Wheat Extends Slide as U.S. Says Export Sales Declined to a Nine-Week Low

Wheat fell for a third straight day, touching the lowest price in a week, after a government report showed a slump in export sales from the U.S., the world’s largest shipper.

U.S. exporters sold 319,599 metric tons in the week ended Sept. 9, the lowest total since July 8, the U.S. Department of Agriculture said today. Egypt, the largest importer, yesterday bought 295,000 tons, mostly from France and Canada. Only 55,000 tons was from the U.S. Higher prices, which are up 54 percent in Chicago in the past year, may be deterring buyers.
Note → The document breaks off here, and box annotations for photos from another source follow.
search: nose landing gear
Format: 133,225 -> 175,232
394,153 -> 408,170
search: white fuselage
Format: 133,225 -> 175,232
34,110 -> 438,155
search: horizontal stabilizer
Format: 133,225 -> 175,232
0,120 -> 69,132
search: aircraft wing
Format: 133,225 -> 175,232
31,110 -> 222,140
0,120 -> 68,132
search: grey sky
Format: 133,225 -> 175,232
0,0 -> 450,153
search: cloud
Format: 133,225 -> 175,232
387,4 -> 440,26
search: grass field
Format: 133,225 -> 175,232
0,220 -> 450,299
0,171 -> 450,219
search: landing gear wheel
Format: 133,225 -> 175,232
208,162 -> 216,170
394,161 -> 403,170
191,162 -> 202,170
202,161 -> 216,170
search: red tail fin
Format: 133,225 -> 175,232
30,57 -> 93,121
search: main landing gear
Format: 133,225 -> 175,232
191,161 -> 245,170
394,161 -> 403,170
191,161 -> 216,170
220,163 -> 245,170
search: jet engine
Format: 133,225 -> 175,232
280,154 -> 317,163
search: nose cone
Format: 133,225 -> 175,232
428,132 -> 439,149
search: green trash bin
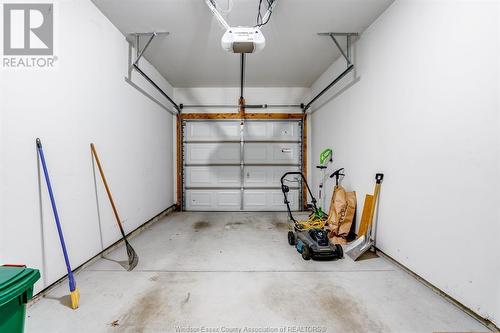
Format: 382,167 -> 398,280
0,266 -> 40,333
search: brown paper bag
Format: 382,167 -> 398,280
327,186 -> 356,244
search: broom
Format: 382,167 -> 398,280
90,143 -> 139,271
36,138 -> 80,309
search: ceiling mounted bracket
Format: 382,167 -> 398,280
129,31 -> 182,115
130,31 -> 170,67
318,32 -> 359,67
302,32 -> 359,114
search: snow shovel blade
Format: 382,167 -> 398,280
345,235 -> 373,261
125,241 -> 139,271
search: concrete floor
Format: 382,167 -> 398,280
26,213 -> 487,333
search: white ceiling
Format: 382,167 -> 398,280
92,0 -> 394,87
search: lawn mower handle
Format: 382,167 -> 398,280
280,171 -> 318,221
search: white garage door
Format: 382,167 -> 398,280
183,120 -> 302,211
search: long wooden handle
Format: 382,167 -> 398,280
90,143 -> 124,234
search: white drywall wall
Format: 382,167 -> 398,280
0,0 -> 174,291
312,0 -> 500,325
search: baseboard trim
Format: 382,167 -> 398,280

“Export sales were very disappointing this morning,” said Tom Leffler, the owner of Leffler Commodities LLC in Augusta, Kansas. “This is quite a deviation from where we’ve been. It has to be a function of price.”

Wheat futures for December delivery fell 7.5 cents, or 1 percent, to close at $7.1925 a bushel at 1:15 p.m. on the Chicago Board of Trade. Earlier, the contracted touched $7.115, the lowest level since Sept. 9.

The price had surged as drought damaged crops in Russia and Ukraine, forcing importers to seek supplies from other exporting countries. The U.S. is the world’s biggest shipper of the grain, followed by Canada, Russia and Australia.

Australia Exports

Australia’s wheat exports may jump to 18.4 million tons, the highest level in more than a decade, after rains boosted this year’s crop, the Australian Bureau of Agricultural and Resource Economics Bureau of Rural Sciences said on Sept. 14. Production in the country may total 25.1 million tons, up from 21.7 million a year earlier, the group said.

Futures also dropped today as planting progresses in the U.S. In Kansas, the biggest U.S. producer of winter wheat, 5 percent of the crop was seeded as of Sept. 12, according to the USDA.

Rain in the past week helped improve soil moisture ahead of planting. In some areas of the state, dry weather persists, Leffler said.

“Planting conditions vary,” Leffler said. “It’s dry in the western part of Kansas and eastern Colorado. But wheat is a plant that needs less moisture. That’s why we don’t plant corn, we have to plant wheat.”

Wheat is the fourth-biggest U.S. crop, valued at $10.6 billion in 2009, behind corn, soybeans and hay, government data show.